Madrid to Barcelona
Saturday, January 12, 2008
My last partial day in Madrid turned out to be a beautiful sunny one, though quite chilly; I could see my breath. The time to head to the airport sped up it seemed and soon I was sitting in Terminal 3 staring out at the wonderful hillsides that surround the flat landing field with the sun showcasing their contours and the occasional plateau-tops.
Planes landed or took off every few minutes and sometimes several within a minute, even tail to nose behind one another; all very well choreographed as in most huge city airports around the world I’m sure, though I’ve never sat and watched and timed them before.
It was dark by the time I landed in Barcelona and the brilliant lights sparkled like all of Spain’s crown jewels spread on black velvet. The taxi ride through the city was one of vibrating nightlife.
I found though that I couldn’t quite understand the driver when he spoke. I thought at first he was just speaking with a different kind of cadence or something. Perhaps I was just tired?
Then I met my landlord, and discovered his first language is not Spanish, but Catalan, and now I know that’s what the taxi driver was speaking. It’s similar in many ways to
Spanish, but different in others. I guess I’m now in the Catalan region of Spain, but I’m not sure I have the energy to learn yet another dialect, when I’ll only be here for three days. Already I’m finding that I’m thinking in Spanish and I really have to watch as I’m writing because I’m coming up with some peculiar spellings of words, and sometimes I’m not catching them.

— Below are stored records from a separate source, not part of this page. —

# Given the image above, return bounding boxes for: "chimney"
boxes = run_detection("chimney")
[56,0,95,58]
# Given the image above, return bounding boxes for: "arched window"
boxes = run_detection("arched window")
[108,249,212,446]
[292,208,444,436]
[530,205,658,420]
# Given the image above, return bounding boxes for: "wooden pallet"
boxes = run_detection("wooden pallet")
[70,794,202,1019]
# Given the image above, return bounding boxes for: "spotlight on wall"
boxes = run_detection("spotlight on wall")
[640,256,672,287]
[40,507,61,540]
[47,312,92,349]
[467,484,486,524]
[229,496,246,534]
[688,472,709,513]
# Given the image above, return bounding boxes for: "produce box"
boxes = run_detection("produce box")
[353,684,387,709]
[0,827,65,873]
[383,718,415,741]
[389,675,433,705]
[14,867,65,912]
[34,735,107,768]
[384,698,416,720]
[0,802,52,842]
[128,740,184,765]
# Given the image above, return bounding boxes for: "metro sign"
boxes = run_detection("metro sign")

When I start dreaming in Spanish, I’ll know I’ve hit overload!
Once again I am in the middle of a very large city in the oldest historic part within a few minutes walking distance from the famous La Rambla street, palaces, museums, cathedrals and a multitude of shops, restaurants and tapas bars.
I’ll take a gander at the architecture as it looks different again from Madrid….I suppose it has other influences seeing as how it’s on the coast.
This time, I’m in a room in someone’s apartment, kind of like a bed & breakfast, but without the breakfast. A fellow by the name of Albert Ribas lives here. I have the use of a kitchen again, so can make my own meals. I will try and have paella again while I’m still in Spain, but mostly try to eat frugally at ‘home.’ This
apartment is quite modernistic with lots of glass, light woodwork. and sparse furnishings, yet comfortable.
I’ve come to the conclusion that technology is fabulous for staying in touch with people these days compared to what it might have been like a century ago when young a person set off from their homeland to immigrate to Canada or some such other place like my grandfather did from England at the age of 19 in 1910. Sometimes families wouldn’t hear for months or even a year or more about how a loved one was doing with letters having to cross an ocean. And phoning would have been an impossibility.